Mount Rushmore National Memorial is located in Keystone, S.D., and features the faces of four U.S. presidents: George Washington, Thomas Jefferson, Theodore Roosevelt, and Abraham Lincoln.
Here is a view of Mount Rushmore at sunset.
In July 2005, Mount Rushmore started to get a giant facial. After 64 years, the four presidential faces were getting a high-power makeover. It was expected to take three to six weeks to finish the high-pressure cleaning. The cleaning is not only cosmetic; it is also meant to remove years of growth that eats away at the granite sculpture. Here, Thorsten Mowes washes the face of Thomas Jefferson July 7, 2005.
Thorsten Mowes places one foot on Thomas Jefferson's sculpted eye as he power-washes the eyelid of the granite face July 7, 2005.
Knut Foppe, left, Darin Oestmann, center, with the National Park Service and Thorsten Mowes, right, rappel a scuplture of Thomas Jefferson's face to begin power-washing July 7, 2005.

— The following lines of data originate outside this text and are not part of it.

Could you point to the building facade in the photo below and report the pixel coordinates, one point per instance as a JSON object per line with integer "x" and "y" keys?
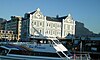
{"x": 14, "y": 25}
{"x": 35, "y": 24}
{"x": 7, "y": 35}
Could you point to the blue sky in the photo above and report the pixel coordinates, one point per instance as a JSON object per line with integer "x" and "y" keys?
{"x": 85, "y": 11}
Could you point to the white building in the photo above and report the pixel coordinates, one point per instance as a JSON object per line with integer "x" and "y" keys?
{"x": 35, "y": 24}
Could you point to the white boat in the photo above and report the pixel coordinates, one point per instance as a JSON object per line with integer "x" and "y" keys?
{"x": 39, "y": 49}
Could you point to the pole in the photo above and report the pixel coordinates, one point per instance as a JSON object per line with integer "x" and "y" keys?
{"x": 81, "y": 50}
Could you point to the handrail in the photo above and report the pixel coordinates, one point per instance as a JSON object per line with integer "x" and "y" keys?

The freshly cleaned faces of South Dakota's Mount Rushmore National Memorial bask in the early morning sun as the moon sets in the distance, July 22, 2005.

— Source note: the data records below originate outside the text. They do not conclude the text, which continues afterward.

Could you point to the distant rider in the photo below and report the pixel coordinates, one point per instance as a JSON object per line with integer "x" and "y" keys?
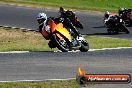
{"x": 67, "y": 17}
{"x": 43, "y": 24}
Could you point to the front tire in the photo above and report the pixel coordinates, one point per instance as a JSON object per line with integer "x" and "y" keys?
{"x": 62, "y": 45}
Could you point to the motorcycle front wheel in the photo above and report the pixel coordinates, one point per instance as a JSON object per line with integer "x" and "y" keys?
{"x": 84, "y": 46}
{"x": 61, "y": 42}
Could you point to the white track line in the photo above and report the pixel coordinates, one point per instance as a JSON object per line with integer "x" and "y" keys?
{"x": 16, "y": 52}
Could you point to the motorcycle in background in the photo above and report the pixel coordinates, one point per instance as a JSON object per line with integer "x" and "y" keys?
{"x": 126, "y": 15}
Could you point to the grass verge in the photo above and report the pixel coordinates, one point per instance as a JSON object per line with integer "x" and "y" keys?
{"x": 96, "y": 5}
{"x": 17, "y": 40}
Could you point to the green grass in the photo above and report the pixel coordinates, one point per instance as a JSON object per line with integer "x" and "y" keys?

This is Gutzon Borglum, the sculptor who created Mount Rushmore National Memorial, at the dedication ceremonies in Rapid City, S.D., Aug. 30, 1936. It took him 14 years to complete the project.

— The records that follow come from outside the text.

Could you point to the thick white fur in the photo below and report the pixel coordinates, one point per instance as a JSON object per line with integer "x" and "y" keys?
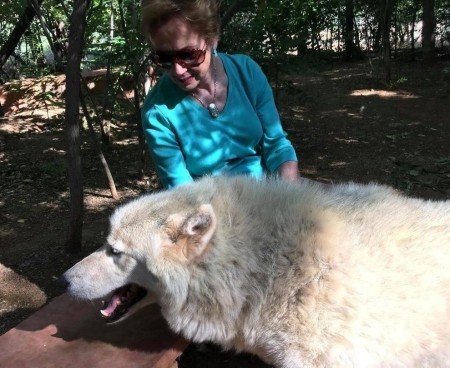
{"x": 302, "y": 275}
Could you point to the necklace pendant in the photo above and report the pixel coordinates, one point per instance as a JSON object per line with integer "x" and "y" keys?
{"x": 213, "y": 110}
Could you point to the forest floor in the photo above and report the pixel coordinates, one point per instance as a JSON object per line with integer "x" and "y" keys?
{"x": 342, "y": 119}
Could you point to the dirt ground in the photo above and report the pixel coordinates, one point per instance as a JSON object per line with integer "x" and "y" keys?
{"x": 342, "y": 119}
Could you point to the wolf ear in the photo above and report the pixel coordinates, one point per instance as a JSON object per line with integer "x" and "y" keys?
{"x": 198, "y": 230}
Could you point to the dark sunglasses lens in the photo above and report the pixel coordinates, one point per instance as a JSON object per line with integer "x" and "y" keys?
{"x": 189, "y": 58}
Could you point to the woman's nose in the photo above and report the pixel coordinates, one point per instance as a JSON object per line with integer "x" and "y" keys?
{"x": 177, "y": 68}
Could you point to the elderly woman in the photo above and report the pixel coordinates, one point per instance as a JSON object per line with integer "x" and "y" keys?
{"x": 210, "y": 113}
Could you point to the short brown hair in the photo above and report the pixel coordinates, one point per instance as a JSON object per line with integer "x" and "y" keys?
{"x": 202, "y": 15}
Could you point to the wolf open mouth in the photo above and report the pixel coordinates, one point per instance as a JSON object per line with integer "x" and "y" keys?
{"x": 121, "y": 300}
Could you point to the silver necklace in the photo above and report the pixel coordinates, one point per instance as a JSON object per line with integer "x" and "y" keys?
{"x": 212, "y": 107}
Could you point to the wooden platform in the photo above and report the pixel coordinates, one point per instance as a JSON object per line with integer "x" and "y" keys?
{"x": 66, "y": 333}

Fireworks explode over Mount Rushmore during the annual Independence Day celebration July 3, 2005.
Fireworks light up the night sky over Mt. Rushmore National Memorial, S.D., Tuesday, July 3, 2007, during the 10th annual Heartland of America Independence Day Celebration at the Shrine of Democracy.
Badlands National Park is an otherwordly landscape of sweeping buttes, endless canyons and gaping gorges. The park is easily accessible via a 32-mile loop off Interstate 90, less than 100 miles from the heart of the southern Black Hills.
A hiker admires the view at Badlands National Park, S.D.
Visitors view the fossilized remains of mammoths at the Mammoth Site of Hot Springs in Hot Springs, S.D. The site, still an active paleontological dig, now hosts scientists and researchers from across the world, not to mention curious tourists. More than 100 tusks from Columbian and woolly mammoths have been found so far.
The Crazy Horse Memorial is shown in Crazy Horse, S.D. The monument has been in progress since 1948 and is still far from completion. When finished, it will be the world's largest sculpture. At nine stories high, Crazy Horse's head - the only complete portion of the project - is bigger than the four presidential busts featured at Mount Rushmore.
The Crazy Horse mountain memorial is seen in the Black Hills of South Dakota, April 22, 2008. When completed the Crazy Horse mountain carving will be 641 feet long by 563 feet high. The completed head is 87 feet 6 inches high. The horse's head, currently the focus of work on the mountain, is 219 feet or 22 stories high.